Q: So how do smaller businesses cope?
A: People always think business continuity is a very expensive thing, it's going to cost me an arm and a leg. We need to let them know that out of say, 20 things, if you do 1, 2 and 5, that's it. So there's a job for us in the industry to educate the market.
Q: If I'm an IT manager in a large enterprise what do I look for in a DR provider?
A: Even mid-sized businesses as well as large ones need to look for people who are flexible, who can grow, change and adapt with you. If you use a point solution or supplier, you're probably going to be looking again in six months time.
If they are more holistic, they can figure out that there are parts of your information that you're going need back online very quickly, ad some that you can do without for two to three weeks. They should be able to look at the whole of our business.
Q: What's new from a Sungard perspective?
A: One's been out for a little while - about email. Showcasing here is email availability service, which knows about the outline configuration of your mail server, and it replicates that skeleton at our centre. If yours goes down, we can populate ours with data and you work off that. The main problem is the volumes of data once you start going back past 60 days.
Q: Going back to compliance issues, are companies managing to comply with new legislation?
A: It's about the balance between guidelines and regulation. The food supply industry is a good example. There's a series of regulations working their way through Brussels saying that they want each piece of food traceable on a very specific basis going right the way back, documented and provable. We know there are chunks of sudan-1 recently that made their way into the food chain without anyone knowing about it. How did that happen? It's a form of real compliance that must be managed and you can't trade without that piece of information.
More generally, there's continuing audit pressure and the knowledge that if you’re going to value your business, then you need to understand what it's worth. You have to look at your brand reputation and have your auditors give that a value, which then feeds into your compliance and disaster recovery calculations.
From an audit perspective, if they're looking at a set of books, the value of its trading relationships with other companies is auditable.
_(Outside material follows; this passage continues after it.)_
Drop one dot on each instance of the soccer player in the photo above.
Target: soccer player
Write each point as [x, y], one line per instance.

Your company relies on the interdependence between those companies, so the auditors will ask, "how do you maintain those?" In other words, if all that goes wrong, what do you do, is the big question.
Customers ask us for a planning tool not only for planning scenarios but also to understand the impact of what happens if this bit of kit over here fails. We spent the last couple of years developing five modules that run all the way through that process. It's called Paragon.